Faced-ness in shader ?

Is there a way to determine the ‘facedness’ of a triangle in a vertex shader?

I’m currently doing my geometry in two passes (Cull Front then Cull Back) and setting a shader parameter as -1 or 1. It would be nice to expose the result of the OpenGL pipeline ‘face test’ in the shaders…

You could pass the plane parameters for every polygon and send your position as a shader constant and just do a point-plane check.

[This message has been edited by Humus (edited 02-14-2003).]

It doesn’t make much sense in a vertex shader, does it?

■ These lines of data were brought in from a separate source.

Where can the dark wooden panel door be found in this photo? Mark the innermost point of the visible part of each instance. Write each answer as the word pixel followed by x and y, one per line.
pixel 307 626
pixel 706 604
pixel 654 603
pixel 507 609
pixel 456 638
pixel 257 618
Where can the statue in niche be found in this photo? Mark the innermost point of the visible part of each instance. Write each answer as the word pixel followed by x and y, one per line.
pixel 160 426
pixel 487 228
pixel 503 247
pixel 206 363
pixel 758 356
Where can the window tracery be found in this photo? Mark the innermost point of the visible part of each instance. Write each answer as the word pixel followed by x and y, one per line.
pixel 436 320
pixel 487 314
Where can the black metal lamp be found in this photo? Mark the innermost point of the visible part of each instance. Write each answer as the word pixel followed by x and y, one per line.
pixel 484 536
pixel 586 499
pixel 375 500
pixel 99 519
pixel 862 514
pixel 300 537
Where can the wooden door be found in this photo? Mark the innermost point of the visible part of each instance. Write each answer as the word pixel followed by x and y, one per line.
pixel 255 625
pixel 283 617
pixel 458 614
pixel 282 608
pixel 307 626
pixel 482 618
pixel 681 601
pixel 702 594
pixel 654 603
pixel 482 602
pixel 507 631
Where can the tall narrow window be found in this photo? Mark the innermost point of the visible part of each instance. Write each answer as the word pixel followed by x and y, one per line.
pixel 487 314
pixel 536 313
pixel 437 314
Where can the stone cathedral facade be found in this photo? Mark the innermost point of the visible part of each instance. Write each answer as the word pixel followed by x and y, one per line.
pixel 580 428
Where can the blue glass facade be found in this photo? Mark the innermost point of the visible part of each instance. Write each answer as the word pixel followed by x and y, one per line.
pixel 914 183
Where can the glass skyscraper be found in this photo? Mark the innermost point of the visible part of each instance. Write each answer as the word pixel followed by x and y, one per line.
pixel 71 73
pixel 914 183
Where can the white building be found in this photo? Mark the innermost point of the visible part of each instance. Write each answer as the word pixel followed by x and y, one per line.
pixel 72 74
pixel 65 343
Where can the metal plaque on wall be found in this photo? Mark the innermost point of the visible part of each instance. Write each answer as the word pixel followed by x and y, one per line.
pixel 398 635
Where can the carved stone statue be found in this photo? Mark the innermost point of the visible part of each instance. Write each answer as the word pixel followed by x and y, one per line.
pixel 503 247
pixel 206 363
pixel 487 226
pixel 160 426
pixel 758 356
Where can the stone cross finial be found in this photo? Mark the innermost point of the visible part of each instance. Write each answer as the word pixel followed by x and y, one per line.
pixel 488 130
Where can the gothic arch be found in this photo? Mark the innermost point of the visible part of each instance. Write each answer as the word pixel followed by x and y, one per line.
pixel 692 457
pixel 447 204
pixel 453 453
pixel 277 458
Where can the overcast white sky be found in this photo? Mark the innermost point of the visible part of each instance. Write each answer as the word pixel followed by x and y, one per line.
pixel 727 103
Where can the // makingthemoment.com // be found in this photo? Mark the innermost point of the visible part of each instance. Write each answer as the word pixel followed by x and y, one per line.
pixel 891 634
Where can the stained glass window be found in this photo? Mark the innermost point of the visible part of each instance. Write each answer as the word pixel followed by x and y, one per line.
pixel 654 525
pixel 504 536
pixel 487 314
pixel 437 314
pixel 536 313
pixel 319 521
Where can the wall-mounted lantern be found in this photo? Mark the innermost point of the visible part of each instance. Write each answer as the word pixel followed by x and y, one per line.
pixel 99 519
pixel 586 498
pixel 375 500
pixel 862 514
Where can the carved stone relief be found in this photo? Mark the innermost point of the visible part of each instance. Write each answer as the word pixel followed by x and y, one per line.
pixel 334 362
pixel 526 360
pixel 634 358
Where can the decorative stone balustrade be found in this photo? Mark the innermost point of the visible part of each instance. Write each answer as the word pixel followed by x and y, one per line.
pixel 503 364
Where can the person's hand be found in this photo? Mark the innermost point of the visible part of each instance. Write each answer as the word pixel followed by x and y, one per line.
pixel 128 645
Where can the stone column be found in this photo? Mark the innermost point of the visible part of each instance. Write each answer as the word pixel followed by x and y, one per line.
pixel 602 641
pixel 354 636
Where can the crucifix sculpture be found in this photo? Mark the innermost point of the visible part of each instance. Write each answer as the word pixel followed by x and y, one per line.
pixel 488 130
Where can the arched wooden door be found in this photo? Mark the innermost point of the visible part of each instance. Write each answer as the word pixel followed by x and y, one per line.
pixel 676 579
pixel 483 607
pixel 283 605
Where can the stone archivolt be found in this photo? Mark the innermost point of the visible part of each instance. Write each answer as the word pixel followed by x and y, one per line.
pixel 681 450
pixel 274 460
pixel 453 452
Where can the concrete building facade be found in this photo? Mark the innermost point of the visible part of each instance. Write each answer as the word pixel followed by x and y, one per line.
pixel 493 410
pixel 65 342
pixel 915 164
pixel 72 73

A vertex may belong to two different triangles, where one might be front-facing and the other might be back-facing. The best you can do is to test the vertex normal.

For anything more than that, you’d need access to the current triangle to determine facedness. However, triangle setup comes after vertex processing. It’d be a different story if you wanted it in a pixel shader, since that does happen after triangle setup.

Using ARB_vertex_program you can output different colors to be used depending on whether a primitive is front-facing or back-facing. By testing which color makes it to the fragment processing stage, a fragment program could know whether the current primitive is front-facing or back-facing.

– Tom

Originally posted by Tom Nuydens:
[b]It doesn’t make much sense in a vertex shader, does it? A vertex may belong to two different triangles, where one might be front-facing and the other might be back-facing. The best you can do is to test the vertex normal.

For anything more than that, you’d need access to the current triangle to determine facedness. However, triangle setup comes after vertex processing. It’d be a different story if you wanted it in a pixel shader, since that does happen after triangle setup.

Using ARB_vertex_program you can output different colors to be used depending on whether a primitive is front-facing or back-facing. By testing which color makes it to the fragment processing stage, a fragment program could know whether the current primitive is front-facing or back-facing.

– Tom[/b]

I thought that shared vertices would be treated seperately since the actual set-up would be different. Good idea about the fragment colour That’s actually what I need - thanks.

For stenciled shadows, the two-sided stencil extensions (e.g., EXT_stencil_two_side) are nice, if available.

There is no current way to get at face information in a fragment program, though Tom’s suggestion is good if you can burn the colors (or at least one component – maybe alpha?). If you need per-fragment alpha, you could try something really sleazy in a vertex program like:

MUL result.color.front.w, alpha, 0.49;
MAD result.color.back.w, alpha, -0.49, 1.0;

Front faces have alpha in the range [0.00,0.49]; back faces are in [0.51, 1.00]. You’d reconstruct the original alpha (with less precision) in the fragment program. You’d have to be careful about the endpoints if you want to preserve alpha values of exactly 0.0 and exactly 1.0.

Note that for vertex programs, you also have to enable VERTEX_PROGRAM_TWO_SIDE to enable front/back-facing color selection – otherwise, you should get only the front color.